White House Announces Four-Tiered Plan To Release More Spectrum and Creation of Public Safety Broadband Network

President Barack Obama signed a memorandum titled ‘Unleashing the Wireless Broadband Revolution’ that collaborates with the Federal Communications Commission to making an additional 500MHz of government and commercial spectrum available mobile and fixed wireless broadband use in the next 10 years. This goal of getting 500MHz spectrum in the hands of wireless broadband providers over the next decade is a key part of the National Broadband Plan that the FCC presented to Congress earlier this year.

Recognizing the importance of spectrum for important activities including emergency communications and national security, the White House’s four-step plan first aims to identify and seek out underutilized spectrum, and encourage the use of spectrum-sharing technologies and thus use both Federal and commercial spectrum efficiently. The second step is provide new tools and incentives to free up spectrum. Third, the White House envisions most of this freed-up spectrum to be put to ‘high-value uses’, such as being auctioned off or provided for use as unlicensed spectrum. The fourth step takes on the use of the auction proceeds to support the creation of a nationwide, interoperable, broadband network for public safety, and promote other investments in public-safety and job creation infrastructure.

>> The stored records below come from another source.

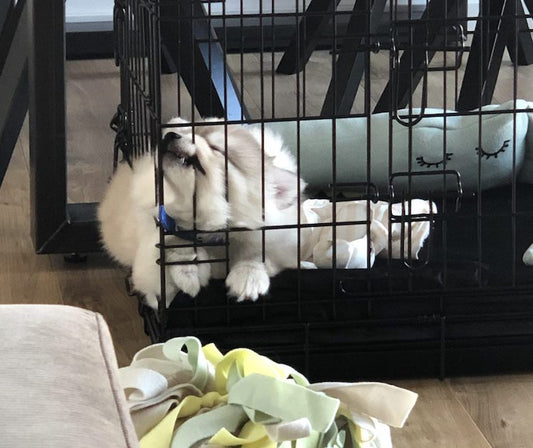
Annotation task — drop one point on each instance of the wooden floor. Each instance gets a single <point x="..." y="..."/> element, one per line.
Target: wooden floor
<point x="459" y="412"/>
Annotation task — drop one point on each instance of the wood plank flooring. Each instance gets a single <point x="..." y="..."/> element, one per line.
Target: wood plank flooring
<point x="477" y="412"/>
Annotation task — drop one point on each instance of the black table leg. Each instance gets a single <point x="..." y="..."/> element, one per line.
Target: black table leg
<point x="317" y="15"/>
<point x="13" y="78"/>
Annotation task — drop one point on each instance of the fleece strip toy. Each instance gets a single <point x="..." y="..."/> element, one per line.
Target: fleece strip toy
<point x="485" y="147"/>
<point x="202" y="398"/>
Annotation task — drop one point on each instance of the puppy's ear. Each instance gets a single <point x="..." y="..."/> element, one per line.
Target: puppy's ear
<point x="285" y="186"/>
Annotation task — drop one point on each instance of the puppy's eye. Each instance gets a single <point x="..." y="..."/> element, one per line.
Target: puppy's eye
<point x="420" y="160"/>
<point x="218" y="149"/>
<point x="482" y="153"/>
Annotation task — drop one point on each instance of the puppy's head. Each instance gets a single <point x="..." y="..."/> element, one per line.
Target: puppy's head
<point x="216" y="175"/>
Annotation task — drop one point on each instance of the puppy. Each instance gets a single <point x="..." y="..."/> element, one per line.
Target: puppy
<point x="215" y="177"/>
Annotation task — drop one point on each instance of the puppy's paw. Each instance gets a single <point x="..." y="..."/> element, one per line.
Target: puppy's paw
<point x="186" y="278"/>
<point x="247" y="281"/>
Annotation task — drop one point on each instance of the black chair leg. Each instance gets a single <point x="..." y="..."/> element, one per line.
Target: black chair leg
<point x="351" y="63"/>
<point x="524" y="43"/>
<point x="304" y="41"/>
<point x="194" y="51"/>
<point x="428" y="36"/>
<point x="488" y="44"/>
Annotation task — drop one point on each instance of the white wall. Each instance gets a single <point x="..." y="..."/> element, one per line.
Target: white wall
<point x="88" y="11"/>
<point x="80" y="11"/>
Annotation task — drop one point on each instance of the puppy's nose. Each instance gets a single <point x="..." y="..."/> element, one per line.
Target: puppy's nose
<point x="171" y="136"/>
<point x="168" y="139"/>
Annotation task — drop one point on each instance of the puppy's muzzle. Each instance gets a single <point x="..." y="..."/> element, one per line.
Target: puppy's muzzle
<point x="171" y="146"/>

The memorandum calls for significant cross-government collaboration. The NTIA is directed to work with the FCC to produce a Plan and Timetable by October 1, 2010, and it must produce within 180 days thereafter an interim report to the National Economic Council (NEC), the Office of Management and Budget (OMB), and the Office of Science and Technology Policy (OSTP) to assess progress against the Plan and Timetable. The Executive Memo also directs OMB to provide “adequate funding, incentives and assistance” to agencies to implement the terms of the Executive Memo. Finally, it directs the National Science Foundation (NSF), the Department of Defense, the Department of Justice, and NASA to encourage R&D on spectrum-sharing technologies.